In this study, a population of NHP cells that was predominantly NG2+ (the most commonly referenced pericyte marker [6,15]), obtained by a technique specifically developed to culture retinal pericytes from large mammals [15], was no myogenic after intramuscular transplantation in SCID mice, that is, the cells were unable to participate in myofiber regeneration, form new myofibers or give rise to Pax7+ cells (i.e., potentially satellite cells).

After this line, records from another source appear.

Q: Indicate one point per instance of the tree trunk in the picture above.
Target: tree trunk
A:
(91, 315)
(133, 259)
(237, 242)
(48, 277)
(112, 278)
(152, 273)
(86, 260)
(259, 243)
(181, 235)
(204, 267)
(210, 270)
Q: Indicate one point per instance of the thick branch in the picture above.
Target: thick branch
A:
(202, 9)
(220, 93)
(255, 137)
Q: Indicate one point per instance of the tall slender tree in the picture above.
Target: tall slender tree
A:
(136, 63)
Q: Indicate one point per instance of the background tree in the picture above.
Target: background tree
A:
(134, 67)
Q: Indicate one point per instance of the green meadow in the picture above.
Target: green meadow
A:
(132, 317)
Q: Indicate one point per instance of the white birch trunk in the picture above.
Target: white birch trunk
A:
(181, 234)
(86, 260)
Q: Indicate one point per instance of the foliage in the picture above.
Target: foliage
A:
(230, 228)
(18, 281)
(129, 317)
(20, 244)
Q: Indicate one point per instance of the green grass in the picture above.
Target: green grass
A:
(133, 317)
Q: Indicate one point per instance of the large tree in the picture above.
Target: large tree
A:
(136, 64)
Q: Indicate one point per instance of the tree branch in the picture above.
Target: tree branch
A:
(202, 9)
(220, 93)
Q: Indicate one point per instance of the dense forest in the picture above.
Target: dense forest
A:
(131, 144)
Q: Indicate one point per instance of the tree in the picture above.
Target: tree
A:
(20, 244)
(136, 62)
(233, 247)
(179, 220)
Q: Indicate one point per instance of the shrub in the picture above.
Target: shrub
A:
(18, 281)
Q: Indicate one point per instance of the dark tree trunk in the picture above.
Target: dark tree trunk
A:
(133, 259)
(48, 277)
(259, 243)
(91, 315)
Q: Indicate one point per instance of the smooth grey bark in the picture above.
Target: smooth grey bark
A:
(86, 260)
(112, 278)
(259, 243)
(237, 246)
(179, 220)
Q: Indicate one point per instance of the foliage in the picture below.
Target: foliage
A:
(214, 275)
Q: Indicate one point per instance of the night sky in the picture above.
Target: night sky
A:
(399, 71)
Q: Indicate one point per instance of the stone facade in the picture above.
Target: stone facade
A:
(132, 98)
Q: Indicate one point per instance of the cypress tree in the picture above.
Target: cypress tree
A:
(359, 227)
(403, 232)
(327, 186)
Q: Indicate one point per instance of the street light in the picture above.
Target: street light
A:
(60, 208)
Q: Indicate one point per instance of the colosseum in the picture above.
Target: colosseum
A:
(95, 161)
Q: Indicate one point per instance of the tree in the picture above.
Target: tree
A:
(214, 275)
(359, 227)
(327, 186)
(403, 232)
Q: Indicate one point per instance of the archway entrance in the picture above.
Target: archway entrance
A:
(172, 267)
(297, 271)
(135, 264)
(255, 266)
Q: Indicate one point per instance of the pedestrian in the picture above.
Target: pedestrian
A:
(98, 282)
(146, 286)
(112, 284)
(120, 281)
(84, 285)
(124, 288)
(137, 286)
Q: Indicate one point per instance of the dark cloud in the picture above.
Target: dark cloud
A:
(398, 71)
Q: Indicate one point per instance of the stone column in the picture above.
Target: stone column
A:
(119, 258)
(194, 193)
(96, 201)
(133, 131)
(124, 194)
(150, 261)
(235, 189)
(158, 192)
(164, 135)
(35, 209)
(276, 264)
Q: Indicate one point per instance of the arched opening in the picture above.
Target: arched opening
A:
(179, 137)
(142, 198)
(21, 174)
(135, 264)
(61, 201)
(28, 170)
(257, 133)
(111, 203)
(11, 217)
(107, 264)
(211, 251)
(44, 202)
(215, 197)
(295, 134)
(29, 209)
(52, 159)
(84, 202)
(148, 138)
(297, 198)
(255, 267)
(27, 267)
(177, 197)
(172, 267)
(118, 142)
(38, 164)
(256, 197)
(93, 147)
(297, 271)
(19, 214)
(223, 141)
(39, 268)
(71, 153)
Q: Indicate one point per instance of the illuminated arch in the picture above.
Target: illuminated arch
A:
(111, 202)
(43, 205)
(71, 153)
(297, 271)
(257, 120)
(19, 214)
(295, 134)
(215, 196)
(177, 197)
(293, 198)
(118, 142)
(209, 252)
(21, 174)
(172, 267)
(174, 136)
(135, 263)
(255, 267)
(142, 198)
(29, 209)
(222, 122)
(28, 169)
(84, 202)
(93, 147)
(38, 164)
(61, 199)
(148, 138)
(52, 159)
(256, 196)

However, the cell transplantation protocol used here is optimal for these outcomes when the grafted cells are myogenic [25-27]. SCID mice are an excellent substrate to accept xenografts of myogenic cells from humans [25-28] and dogs [29], resulting in abundant myofibers expressing graft-derived proteins, as well as producing abundant satellite cells of human origin [25]. In fact, the population of predominantly CD56+ NHP muscle derived cells (SCDMs) implanted in the contralateral muscle, was able to regenerate abundant myofibers and to give rise to Pax7+ cells (some of which can be potentially satellite cells considering their anatomical location). Importantly, the SCDMs used in this study exhibited a good myogenic capacity following transplantation in vivo, even if they were extensively proliferated in vitro due to the fact that they were subjected to two genetic modifications as mentioned.

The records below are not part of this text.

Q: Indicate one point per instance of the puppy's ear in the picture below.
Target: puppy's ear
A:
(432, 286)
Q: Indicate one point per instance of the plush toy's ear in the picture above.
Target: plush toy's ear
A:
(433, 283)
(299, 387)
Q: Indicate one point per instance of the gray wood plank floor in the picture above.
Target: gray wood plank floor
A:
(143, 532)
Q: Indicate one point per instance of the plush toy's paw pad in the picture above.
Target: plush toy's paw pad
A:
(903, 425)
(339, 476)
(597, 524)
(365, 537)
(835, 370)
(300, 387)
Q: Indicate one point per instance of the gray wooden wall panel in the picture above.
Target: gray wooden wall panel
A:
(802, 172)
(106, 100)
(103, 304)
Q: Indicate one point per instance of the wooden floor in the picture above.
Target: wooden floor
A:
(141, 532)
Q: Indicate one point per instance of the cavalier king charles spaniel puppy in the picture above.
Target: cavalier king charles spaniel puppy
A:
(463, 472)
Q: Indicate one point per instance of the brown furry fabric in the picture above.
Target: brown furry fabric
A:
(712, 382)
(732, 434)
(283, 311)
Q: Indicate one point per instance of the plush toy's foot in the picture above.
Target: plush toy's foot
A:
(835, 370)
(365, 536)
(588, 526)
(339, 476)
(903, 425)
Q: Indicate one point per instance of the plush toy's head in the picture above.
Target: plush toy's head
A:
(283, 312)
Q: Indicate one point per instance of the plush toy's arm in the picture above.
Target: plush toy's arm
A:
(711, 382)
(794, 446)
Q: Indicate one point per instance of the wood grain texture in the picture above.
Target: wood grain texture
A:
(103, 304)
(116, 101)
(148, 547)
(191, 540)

For the rest, the grafted NHP PCs/pericytes survived much less and/or proliferated much less than the NHP SCDMs, given the larger amounts of NHP nuclei observed in the SCDM-grafted muscles compared to the pericyte-grafted muscles. Moreover, grafted PCs/ pericytes showed no migration capacity, since in PC-grafted muscles the NHP nuclei were concentrated in few restricted small regions, while the NHP nuclei were homogeneously dispersed in large areas of regeneration in the SCDM-grafted muscles.

This failure of retinal PCs/pericytes of macaques to be myogenic in vivo could be considered as contrasting to the myogenic properties reported by other researchers using the equivalent mouse cells in vitro [17]. In fact, this discordance may be due to:

A. Inter-species differences: primates (i.e., macaques and humans) and rodents diverged 75 million years ago and evolved in different conditions, which determined that they develop several biological differences [30].

B. The myogenicity of retinal PCs/pericytes may be a phenomenon occurring only under specific experimental conditions in vitro.

In any case, it is clear that, beyond the anecdotal interest of experimental observations of the myogenicity of pericytes or other similar retinal PCs in vitro, the in vivo incapacity of these cells to regenerate the muscle tissue takes away all value from the point of view of cell therapy in a context of regenerative medicine applied to the skeletal muscle regeneration. In principle, these results in SCID mice do not encourage the possibility to test these cells using allotransplantation conditions in NHPs.


The authors wish to express his gratitude to Marlyne Goulet and Martin Paradis for all the technical work in cell culture and to Steve Brochu for his technical assistance during the monkey procedures. This work was supported by a grant of the Jesse’s Journey Foundation for Gene and Cell Therapy of Canada to Dr. Daniel Skuk.